Narrative Re/Styling: Text and Fashion in Nineteenth-Century Russian Literature and Culture
- Author(s): Lacan, Sanja
- Advisor(s): Frank, Stephen
- Vroon, Ronald W
- et al.
This dissertation examines the symbolic role the fashion system played in the process of modernization of nineteenth-century Russian society, and in the articulation of that process in literary texts of the period. Because of its infinite potential for the creation of new and ambiguous meanings, as well as its formal similarity with literature, which requires constant innovation in order to sustain marketability, writing about fashion offered a rich context for debates about the nature of aesthetics, society, and modernity.

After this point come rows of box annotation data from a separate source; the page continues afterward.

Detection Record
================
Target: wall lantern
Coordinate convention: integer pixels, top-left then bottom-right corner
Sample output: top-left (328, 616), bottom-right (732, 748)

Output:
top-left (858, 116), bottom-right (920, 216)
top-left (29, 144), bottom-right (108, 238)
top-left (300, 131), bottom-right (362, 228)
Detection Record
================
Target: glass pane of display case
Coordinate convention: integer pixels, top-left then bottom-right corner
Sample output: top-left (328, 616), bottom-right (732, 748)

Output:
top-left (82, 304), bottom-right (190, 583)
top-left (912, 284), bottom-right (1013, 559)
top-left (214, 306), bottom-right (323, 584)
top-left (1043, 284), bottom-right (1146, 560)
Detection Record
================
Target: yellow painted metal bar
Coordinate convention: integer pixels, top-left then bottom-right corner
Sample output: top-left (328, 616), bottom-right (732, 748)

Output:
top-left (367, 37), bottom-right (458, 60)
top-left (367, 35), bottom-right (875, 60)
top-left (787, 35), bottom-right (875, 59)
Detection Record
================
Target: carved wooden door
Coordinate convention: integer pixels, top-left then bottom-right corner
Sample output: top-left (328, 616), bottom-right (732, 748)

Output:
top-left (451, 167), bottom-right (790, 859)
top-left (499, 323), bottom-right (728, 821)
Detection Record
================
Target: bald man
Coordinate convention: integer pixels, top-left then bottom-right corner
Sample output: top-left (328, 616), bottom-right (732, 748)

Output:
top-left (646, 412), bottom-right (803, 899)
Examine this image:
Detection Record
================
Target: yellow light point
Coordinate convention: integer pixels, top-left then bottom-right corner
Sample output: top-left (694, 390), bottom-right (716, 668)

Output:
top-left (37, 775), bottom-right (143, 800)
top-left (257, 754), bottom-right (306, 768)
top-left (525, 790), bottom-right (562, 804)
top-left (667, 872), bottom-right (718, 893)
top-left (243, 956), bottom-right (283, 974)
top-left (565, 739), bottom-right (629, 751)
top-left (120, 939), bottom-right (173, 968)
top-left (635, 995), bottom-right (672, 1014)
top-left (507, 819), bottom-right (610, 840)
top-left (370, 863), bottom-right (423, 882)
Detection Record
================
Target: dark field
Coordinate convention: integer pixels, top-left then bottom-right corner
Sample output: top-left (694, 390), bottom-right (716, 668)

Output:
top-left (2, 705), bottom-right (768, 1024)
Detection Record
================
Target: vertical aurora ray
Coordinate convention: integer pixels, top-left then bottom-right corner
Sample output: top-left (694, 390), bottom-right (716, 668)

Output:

Each chapter focuses on a unique moment in the cultivation of fashion, taste, and consumer habits in the latter half of the nineteenth century, beginning with Nikolai Nekrasov and Ivan Panaev’s commodification of literature in their journalistic and literary texts of the 1840s, through Ivan Goncharov’s narratives of self-fashioning and Nikolai Chernyshevsky’s examination of commerce and ideology mid-century, to Leo Tolstoy’s commodification of the female subject in Anna Karenina during the 1870s, and its subsequent echoes in our contemporary cinematic experience of the novel. Rather than focusing on fashion per se, this dissertation instead examines fashion culture, which involves new social roles, new forms of communication, and ultimately new values and attitudes. My project thus considers the implications of fashion not only for the development of the Russian literary sphere in the nineteenth century, but also for our contemporary cultural processes.